Good news for personalized medicine, especially as relates to cancer treatment – two research teams just released data on over 1,000 cell lines and anticancer drugs that were tested on them.
One team identified biological markers of drug sensitivity to a broad range of cancer drugs:
“Our research has taken us down unknown paths to find associations that are completely novel,” says Cyril Benes, PhD, senior author from Massachusetts General Hospital (MGH) Cancer Center. “We have identified hundreds of associations, many of which we still don’t fully understand. We identified a novel indication for the use of PARP inhibitors – anticancer drugs currently used to treat breast and ovarian cancers – for the treatment of Ewing’s sarcoma.”
Abstract, published in Nature on March 29 2012 (page includes links to supplemental data):
Clinical responses to anticancer therapies are often restricted to a subset of patients. In some cases, mutated cancer genes are potent biomarkers for responses to targeted agents. Here, to uncover new biomarkers of sensitivity and resistance to cancer therapeutics, we screened a panel of several hundred cancer cell lines—which represent much of the tissue-type and genetic diversity of human cancers—with 130 drugs under clinical and preclinical investigation. In aggregate, we found that mutated cancer genes were associated with cellular response to most currently available cancer drugs. Classic oncogene addiction paradigms were modified by additional tissue-specific or expression biomarkers, and some frequently mutated genes were associated with sensitivity to a broad range of therapeutic agents. Unexpected relationships were revealed, including the marked sensitivity of Ewing’s sarcoma cells harbouring the EWS (also known as EWSR1)-FLI1 gene translocation to poly(ADP-ribose) polymerase (PARP) inhibitors. By linking drug activity to the functional complexity of cancer genomes, systematic pharmacogenomic profiling in cancer cell lines provides a powerful biomarker discovery platform to guide rational cancer therapeutic strategies.
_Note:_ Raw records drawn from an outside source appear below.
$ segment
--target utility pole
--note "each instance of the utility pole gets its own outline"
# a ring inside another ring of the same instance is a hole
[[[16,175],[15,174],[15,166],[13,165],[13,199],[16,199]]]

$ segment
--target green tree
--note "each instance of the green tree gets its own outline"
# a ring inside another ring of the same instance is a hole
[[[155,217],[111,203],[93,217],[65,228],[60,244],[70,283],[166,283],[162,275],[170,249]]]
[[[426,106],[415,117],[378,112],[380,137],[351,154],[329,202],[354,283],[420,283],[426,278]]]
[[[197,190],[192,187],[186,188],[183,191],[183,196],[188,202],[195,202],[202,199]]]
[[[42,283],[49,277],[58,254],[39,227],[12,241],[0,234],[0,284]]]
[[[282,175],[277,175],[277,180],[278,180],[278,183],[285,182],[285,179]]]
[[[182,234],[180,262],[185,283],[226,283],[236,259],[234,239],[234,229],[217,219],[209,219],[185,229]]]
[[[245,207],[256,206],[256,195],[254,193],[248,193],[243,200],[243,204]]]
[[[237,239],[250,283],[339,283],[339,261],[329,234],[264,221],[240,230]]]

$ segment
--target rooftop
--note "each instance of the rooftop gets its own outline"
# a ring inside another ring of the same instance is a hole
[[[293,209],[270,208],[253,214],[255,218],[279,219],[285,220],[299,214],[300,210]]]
The other team, led by the Broad Institute and the Novartis Institutes for Biomedical Research and its Genomics Institute of the Novartis Research Foundation, puiblished data on approximately 1,000 cell lines. The database is available on the Cancer Cell Line Encyclopedia (CCLE) website (according to an announcement posted on the site, it’s currently experiencing heavy load):
The CCLE provides public access analysis and visualization of DNA copy number, mRNA expression and mutation data.